Le point de départ de cette fable hallucinée pour trois interprètes est l’épouvantail, cet être vertical, absurde et flottant à tous les vents qui se tient entre ciel et terre. L’épouvantail hante ainsi la pièce, mais de manière secrète, sous-jacente. On retrouve dans ce trio tous les ingrédients qui font le goût original des œuvres de la chorégraphe belge : une atmosphère fabuleuse, une tendresse comique étrangement teintée de la profondeur du doute, des sculptures d’hommes, de l’équilibrisme, de la manipulation d’objets et des films courts projetés sur le plateau, le tout savamment entrelacé. Ici, la partition graphique signée Stefano Ricci, également auteur du livre d’illustrations du même nom, met en scène des personnages hybrides entre homme et animal, comme des apparitions. Le tracé fragile mais net d’une poésie de l’instant au cœur d’une illusion : l’incertitude d’être.
LA FIGURE DE L’ÉPOUVANTAIL
Poète de la nuit des temps qui trône toujours à l’angle des champs, l’épouvantail ne s’explique pas : un faux-semblant, un croquemitaine, un ogre, un sceptre, un protestataire, un crucifix, un sens interdit, une tour, un sablier…
Un épouvantail est pour moi une figure émouvante et contradictoire, un solitaire soldat de l’effroi qui n’a jamais effrayé personne.

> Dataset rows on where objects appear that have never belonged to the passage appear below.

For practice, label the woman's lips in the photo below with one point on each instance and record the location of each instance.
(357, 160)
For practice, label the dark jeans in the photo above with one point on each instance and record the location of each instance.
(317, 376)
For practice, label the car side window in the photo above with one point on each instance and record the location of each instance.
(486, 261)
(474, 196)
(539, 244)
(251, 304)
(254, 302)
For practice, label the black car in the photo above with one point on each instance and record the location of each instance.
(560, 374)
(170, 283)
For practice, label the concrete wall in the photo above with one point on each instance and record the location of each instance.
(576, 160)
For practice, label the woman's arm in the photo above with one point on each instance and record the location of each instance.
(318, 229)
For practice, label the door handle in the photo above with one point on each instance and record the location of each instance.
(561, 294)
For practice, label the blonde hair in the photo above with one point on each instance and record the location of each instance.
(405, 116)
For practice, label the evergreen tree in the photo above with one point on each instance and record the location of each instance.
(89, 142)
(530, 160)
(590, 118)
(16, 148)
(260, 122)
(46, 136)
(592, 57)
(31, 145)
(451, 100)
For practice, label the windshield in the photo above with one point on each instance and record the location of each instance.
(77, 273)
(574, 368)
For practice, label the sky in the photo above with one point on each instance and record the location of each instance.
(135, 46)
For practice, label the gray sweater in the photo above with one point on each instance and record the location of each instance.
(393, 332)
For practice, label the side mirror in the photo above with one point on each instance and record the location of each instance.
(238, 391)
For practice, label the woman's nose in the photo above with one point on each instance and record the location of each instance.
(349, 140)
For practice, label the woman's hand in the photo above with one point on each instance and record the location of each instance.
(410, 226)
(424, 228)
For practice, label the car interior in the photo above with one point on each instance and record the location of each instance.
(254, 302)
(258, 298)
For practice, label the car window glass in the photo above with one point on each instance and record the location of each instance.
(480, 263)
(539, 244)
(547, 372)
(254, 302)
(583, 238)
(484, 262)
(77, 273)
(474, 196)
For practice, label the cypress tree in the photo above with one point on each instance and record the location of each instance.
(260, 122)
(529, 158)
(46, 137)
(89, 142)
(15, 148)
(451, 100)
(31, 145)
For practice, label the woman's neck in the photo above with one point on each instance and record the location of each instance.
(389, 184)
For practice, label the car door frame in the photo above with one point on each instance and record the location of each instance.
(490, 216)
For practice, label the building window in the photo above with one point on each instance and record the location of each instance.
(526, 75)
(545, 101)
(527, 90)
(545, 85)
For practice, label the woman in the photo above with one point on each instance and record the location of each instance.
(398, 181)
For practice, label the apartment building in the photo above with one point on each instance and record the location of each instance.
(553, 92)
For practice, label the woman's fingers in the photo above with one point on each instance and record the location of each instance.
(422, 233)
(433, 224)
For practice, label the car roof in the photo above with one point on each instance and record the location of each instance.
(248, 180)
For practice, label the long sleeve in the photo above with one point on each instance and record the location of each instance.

Il fait partie de l’imaginaire. Cet être vertical est comme le double de l’homme, un autoportrait qui ne dit pas son nom, un panneau sans interdit, un protestataire qui nous ouvre les bras quand il n’est pas pendu, ligoté ou crucifié.
C’est un être à l’abandon et dans l’abandon.
Donner vie à un épouvantail c’est redevenir vivant, faire renaître, recomposer, réapprendre. Essayer d’atteindre ce lieu où se produit le double mouvement vertical de chute et d’élévation. Contradiction vitale d’un être vivant.
Une difficile mise au monde d’un corps ou d’une parole tous deux liés, qui recommence toujours.
Ce projet est la déconstruction et la rencontre des personnages créés sur le même thème dans les solos « babil », « Fidèle à l’éclair » et « havran ». Extraits de leur contexte initial, ils se glissent dans une seconde peau, catapultés ensemble dans cette pièce, Humus vertebra.